Author of Dream of the Cosmos (Archive Publishing, Dorset, England, 2013) ;The Myth of the Goddess: Evolution of an Image, 1992) Anne delves for light in history, following paths not yet made, seeking the story that came before the story in pursuit of clarity about so much that has been lost to us.

Was there a story that preceded the 6th c. BCE Creation Story in the Book of Genesis of the Hebrew Bible? And if so, how was it lost? Here is what Anne’s research found:

I loved her more than health or beauty,

preferred her to the light,

since her radiance never sleeps.

(The Book of Wisdom, 7:10 Jerusalem Bible)

Solomon, to whom the Book of Wisdom is ascribed, built the First Temple in Jerusalem in the tenth century BCE. In the time of the First Temple, Israel had an ancient, shamanic, visionary tradition. Divine Wisdom was worshipped in this First Temple as the Goddess Asherah, the consort of Yahweh and the co-creator of the world with him. In this tradition the Tree of life was associated with Wisdom, Queen of Heaven.

Anne then told us how all this changed:

In 621 BC, in the reign of King Josiah, a powerful group of priests called Deuteronomists took control of the Temple….  The Deuteronomists had the statue of the Goddess Asherah and the great Serpent, image of her power to regenerate life, removed from the Temple and destroyed. Her Sacred Groves were cut down. All images of her were broken. The ancient shamanic rituals of the High Priest which had honoured and communed with the Queen of Heaven as Divine Wisdom and Holy Spirit were banished and replaced by new rituals based on obedience to Yahweh’s Law. The vital communion with the inner dimensions of reality was lost; the making of images was forbidden.

As I listened to this, I felt something inside me twist in pain. More even than the destruction of her images, the cutting down of the trees sacred to the Goddess wrenched my heart.

Anne spoke of the long-lasting effects of this rupture:

This is the crucially important time when I think it is possible to say that the whole foundation of Jewish and later Christian civilization became unbalanced. The Deuteronomists ensured the Yahweh was the sole Creator God. The Feminine co-creator, the Goddess Asherah, was eliminated. The Divine Feminine aspect of the god-head was banished from orthodox Judaism. The Deuteronomists went further: they demoted the Queen of Heaven – Mother of All Living – into the human figure of Eve, bestowing this title upon her. They created the Myth of the Fall in the Book of Genesis (2 & 3), with its message of sin, guilt and banishment from the Garden of Eden, severing the Tree of Life from its ancient association with the Queen of Heaven.

Anne Baring suggests that the “heritage seeds’’ of the First Temple’s teaching were somehow preserved in the Jewish traditions of Kabbalism:

It seems highly significant that one of the most important images of Kabbalism is the Tree of Life, which is a clear and wonderful concept describing the web of relationships which connect invisible spirit with the fabric of life in this world.  At the innermost level or dimension of reality is the unmanifest, unknowable Divine Ground; at the outermost the physical forms we call nature, body and matter.  Linking the two is the archetypal template of the Tree of Life—an inverted tree—whose branches grow from its roots in the divine ground and extend through many invisible worlds or dimensions until they reach this one.

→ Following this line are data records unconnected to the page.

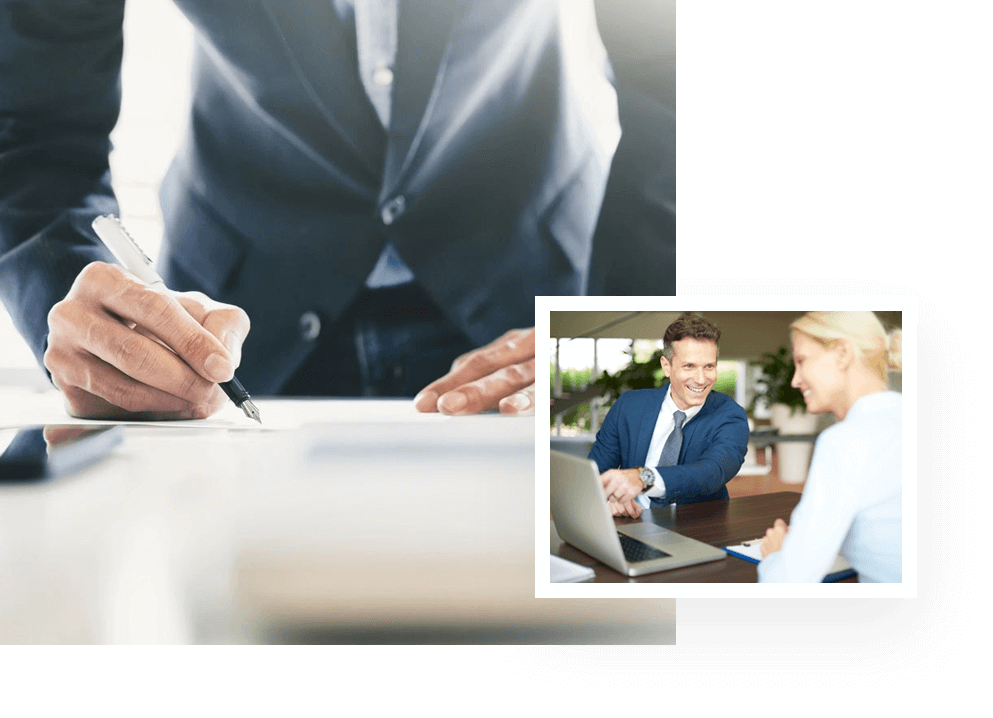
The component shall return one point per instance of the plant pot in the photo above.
(794, 456)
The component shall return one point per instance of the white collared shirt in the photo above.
(852, 500)
(376, 45)
(663, 427)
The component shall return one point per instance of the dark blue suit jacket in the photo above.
(276, 200)
(714, 444)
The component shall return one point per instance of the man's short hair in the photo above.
(689, 325)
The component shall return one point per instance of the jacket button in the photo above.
(393, 209)
(310, 326)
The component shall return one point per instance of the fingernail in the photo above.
(452, 402)
(426, 401)
(520, 401)
(233, 346)
(218, 368)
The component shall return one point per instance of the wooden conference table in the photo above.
(718, 523)
(348, 521)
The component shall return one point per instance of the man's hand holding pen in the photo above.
(118, 348)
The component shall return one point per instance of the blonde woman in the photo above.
(852, 499)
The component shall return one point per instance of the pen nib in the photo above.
(250, 410)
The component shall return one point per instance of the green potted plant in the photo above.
(789, 414)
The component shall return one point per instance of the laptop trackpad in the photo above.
(643, 530)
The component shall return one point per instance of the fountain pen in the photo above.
(112, 233)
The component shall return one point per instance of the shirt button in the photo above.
(393, 209)
(310, 326)
(382, 75)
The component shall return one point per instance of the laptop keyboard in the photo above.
(635, 550)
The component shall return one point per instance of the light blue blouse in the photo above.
(851, 501)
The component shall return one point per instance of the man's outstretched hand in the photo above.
(499, 375)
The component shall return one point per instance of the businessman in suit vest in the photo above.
(381, 186)
(681, 443)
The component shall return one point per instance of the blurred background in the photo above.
(158, 43)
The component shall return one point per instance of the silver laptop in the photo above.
(583, 519)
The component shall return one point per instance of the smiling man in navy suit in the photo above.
(678, 444)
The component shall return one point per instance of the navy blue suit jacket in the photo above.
(714, 444)
(278, 198)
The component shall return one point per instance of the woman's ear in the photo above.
(845, 353)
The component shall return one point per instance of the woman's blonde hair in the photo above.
(874, 347)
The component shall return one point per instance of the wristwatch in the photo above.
(647, 476)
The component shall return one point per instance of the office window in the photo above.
(158, 43)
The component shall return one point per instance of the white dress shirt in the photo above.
(663, 427)
(852, 500)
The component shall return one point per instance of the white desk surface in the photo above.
(339, 521)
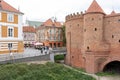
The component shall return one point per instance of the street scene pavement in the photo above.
(28, 52)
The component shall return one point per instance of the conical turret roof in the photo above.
(94, 7)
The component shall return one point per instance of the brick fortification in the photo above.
(93, 38)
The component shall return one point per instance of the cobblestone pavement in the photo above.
(28, 52)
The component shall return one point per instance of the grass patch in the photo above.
(59, 57)
(49, 71)
(112, 73)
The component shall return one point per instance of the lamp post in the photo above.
(10, 53)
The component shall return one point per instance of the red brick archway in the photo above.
(107, 62)
(113, 66)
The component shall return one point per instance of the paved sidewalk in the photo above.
(28, 52)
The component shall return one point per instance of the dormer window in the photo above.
(10, 17)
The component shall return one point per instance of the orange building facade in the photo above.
(93, 39)
(50, 34)
(29, 36)
(10, 29)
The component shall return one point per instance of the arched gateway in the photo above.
(93, 39)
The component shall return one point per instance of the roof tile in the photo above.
(7, 7)
(29, 29)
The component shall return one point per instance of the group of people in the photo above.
(45, 49)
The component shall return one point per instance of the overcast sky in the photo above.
(44, 9)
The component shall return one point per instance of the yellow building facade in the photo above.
(11, 39)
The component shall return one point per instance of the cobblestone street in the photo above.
(28, 52)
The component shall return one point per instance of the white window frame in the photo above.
(11, 34)
(10, 17)
(10, 46)
(0, 31)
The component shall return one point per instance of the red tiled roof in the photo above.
(95, 7)
(49, 22)
(28, 29)
(7, 7)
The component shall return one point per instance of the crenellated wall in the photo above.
(74, 16)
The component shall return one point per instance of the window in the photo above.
(9, 46)
(92, 19)
(119, 41)
(10, 32)
(84, 30)
(10, 18)
(112, 36)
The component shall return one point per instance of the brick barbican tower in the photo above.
(93, 39)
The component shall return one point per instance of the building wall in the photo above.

Anne describes this cosmology as one where

Every aspect of creation, both visible and invisible, is interconnected and interwoven with every other aspect. All is one life, one cosmic symphony, one integrated whole. We participate, at this material level of creation, in the divine life which informs all these myriad levels of reality. Our human lives are therefore inseparable from the inner life of the Cosmos.

The Kabbalistic tradition is “vitally important” Anne says, because it celebrates…the indissoluble relationship and union between the feminine and masculine aspects of the god-head—a sacred union which the three Patriarchal religions have ignored or deliberately rejected.

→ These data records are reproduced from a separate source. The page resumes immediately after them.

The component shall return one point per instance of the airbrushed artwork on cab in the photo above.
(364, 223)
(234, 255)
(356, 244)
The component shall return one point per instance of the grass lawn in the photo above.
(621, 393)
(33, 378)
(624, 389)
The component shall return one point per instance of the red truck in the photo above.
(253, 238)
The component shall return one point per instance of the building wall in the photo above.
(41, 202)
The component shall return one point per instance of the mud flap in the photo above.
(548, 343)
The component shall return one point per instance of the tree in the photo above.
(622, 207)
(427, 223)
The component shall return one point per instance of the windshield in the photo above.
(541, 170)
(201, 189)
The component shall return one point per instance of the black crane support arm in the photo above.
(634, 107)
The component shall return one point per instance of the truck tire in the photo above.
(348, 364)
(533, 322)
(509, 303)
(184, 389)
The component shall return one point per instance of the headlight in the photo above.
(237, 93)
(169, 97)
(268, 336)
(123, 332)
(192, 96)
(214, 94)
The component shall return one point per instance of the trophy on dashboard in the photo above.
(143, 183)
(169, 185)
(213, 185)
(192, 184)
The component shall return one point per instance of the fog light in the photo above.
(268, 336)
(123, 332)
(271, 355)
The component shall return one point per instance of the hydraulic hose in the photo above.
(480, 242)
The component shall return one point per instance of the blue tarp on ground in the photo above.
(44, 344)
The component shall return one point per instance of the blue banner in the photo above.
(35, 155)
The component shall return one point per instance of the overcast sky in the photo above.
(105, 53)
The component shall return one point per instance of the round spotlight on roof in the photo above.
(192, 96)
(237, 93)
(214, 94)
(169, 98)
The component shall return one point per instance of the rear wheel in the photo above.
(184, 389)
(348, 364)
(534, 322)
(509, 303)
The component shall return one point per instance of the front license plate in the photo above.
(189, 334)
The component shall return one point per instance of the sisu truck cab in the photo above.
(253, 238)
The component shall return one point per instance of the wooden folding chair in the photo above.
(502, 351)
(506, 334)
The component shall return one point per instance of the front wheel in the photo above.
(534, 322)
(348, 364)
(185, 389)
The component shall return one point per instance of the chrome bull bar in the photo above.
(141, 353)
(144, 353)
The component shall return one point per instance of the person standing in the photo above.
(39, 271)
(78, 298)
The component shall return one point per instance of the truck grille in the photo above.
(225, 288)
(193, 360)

I will end this excerpt from Anne Baring’s first talk with a statement she makes that is both stark and striking in its clarity:

If we want to understand the deep roots of our present environmental and spiritual crisis, we can find them in the loss of three important elements: the feminine image of spirit, the direct shamanic path of communion with spirit through visionary and shamanic experience, and the sacred marriage of the masculine and feminine aspect of the God-head and the Divine Ground. Each of these was an intrinsic aspect of the lost traditions and practices of the First Temple.

(to be continued)  

Sophia and Mary of Nazareth

I write this on the Feast of the Annunciation, March 25, 2020 at a time when each of us is being called into a new planet-wide reality, invited to give our love, our trust, our assistance, our presence, (our respectful absence!) in a crisis unlike any we have experienced.

In this moment, we, like Mary of Nazareth, may feel astonished.

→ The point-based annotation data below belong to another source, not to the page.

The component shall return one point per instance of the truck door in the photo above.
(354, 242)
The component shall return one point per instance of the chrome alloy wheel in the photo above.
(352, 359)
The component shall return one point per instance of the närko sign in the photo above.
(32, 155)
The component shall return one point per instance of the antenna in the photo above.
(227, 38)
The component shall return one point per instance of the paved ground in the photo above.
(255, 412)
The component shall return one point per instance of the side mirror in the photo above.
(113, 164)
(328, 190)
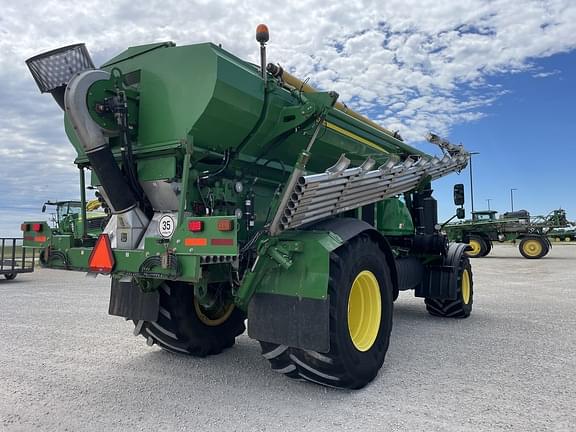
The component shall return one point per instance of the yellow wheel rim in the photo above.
(476, 248)
(364, 310)
(532, 248)
(465, 286)
(213, 319)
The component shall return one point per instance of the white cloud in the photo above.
(414, 65)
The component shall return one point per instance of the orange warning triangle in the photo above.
(101, 259)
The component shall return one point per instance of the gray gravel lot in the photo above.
(66, 365)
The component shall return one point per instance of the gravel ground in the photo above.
(66, 365)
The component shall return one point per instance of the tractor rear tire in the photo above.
(533, 247)
(462, 306)
(478, 245)
(184, 327)
(360, 293)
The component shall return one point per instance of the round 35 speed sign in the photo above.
(166, 226)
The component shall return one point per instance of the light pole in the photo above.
(512, 198)
(471, 183)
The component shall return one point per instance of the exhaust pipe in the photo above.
(68, 73)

May we respond with the courage Mary showed to a request beyond anything she might have imagined.

Today, I travel back in time to my first encounter with Mary. I remember a day when I was perhaps eleven years old. Each afternoon, walking home from school, I passed our parish church. On this day, I was drawn to go inside.

I remember glancing at the marble statue of Mary, standing to the left side of the altar.

Her stone pale white face was shuttered, her eyes downcast. The statue radiated coldness. Though I did not understand what her title of “Virgin” signified, I associated the word with an absence of what I longed for most in my life: warmth, caring, love.

I turned my gaze away from the statue, noticed a small booklet on the bench where I was sitting. It contained the Scripture readings for the Sundays of each month, with reflections. On the inside front cover, someone had written of Mary, creatively presenting ideas in the form of a letter as though it had been written by her.I have now no memory of the letter’s content. Perhaps I did not even read it. I was transfixed by the words at the end, “Your Loving Mother Mary.”

 In that instant, my life shifted. A loving presence entered into my existence and has never left me.

As Jean Houston has written, “Whenever they move into our awareness, both personally and collectively, archetypes and the old and new stories that they bring with them announce a time of change and deepening.”

To grasp the true significance of Mary as Archetype, come with me now to the tiny sanctuary dedicated to Isis on the Island of Philae in the Nile River.

Crowded into a space never meant for a group as large as ours, stand here with the other travellers on this spiritual journey to Egypt, led by Jean Houston. Listen now to the words Jean is reading from the writings of Apuleius, a second century Roman, not a Christian. In the story, a hapless magician named Lucius has cried out to the goddess for help. Isis responds.

The way the Sacred One identifies herself to Lucius may startle you:  I, the natural mother of all life, the mistress of the elements, the first child of time, the supreme divinity…. I, whose single godhead is venerated all over the earth under manifold forms, varying rites, and changing names…

 Behold, I am come to you in your calamity. I am come with solace and aid. Away then with tears. Cease to moan. Send sorrow packing.

Soon through my providence shall the sun of your salvation rise. Hearken therefore with care unto what I bid.

Eternal religion has dedicated to me the day which will be born from the womb of this present darkness.

After the reading, listen as someone suggests that we call out all the names by which we have known the Sacred Feminine.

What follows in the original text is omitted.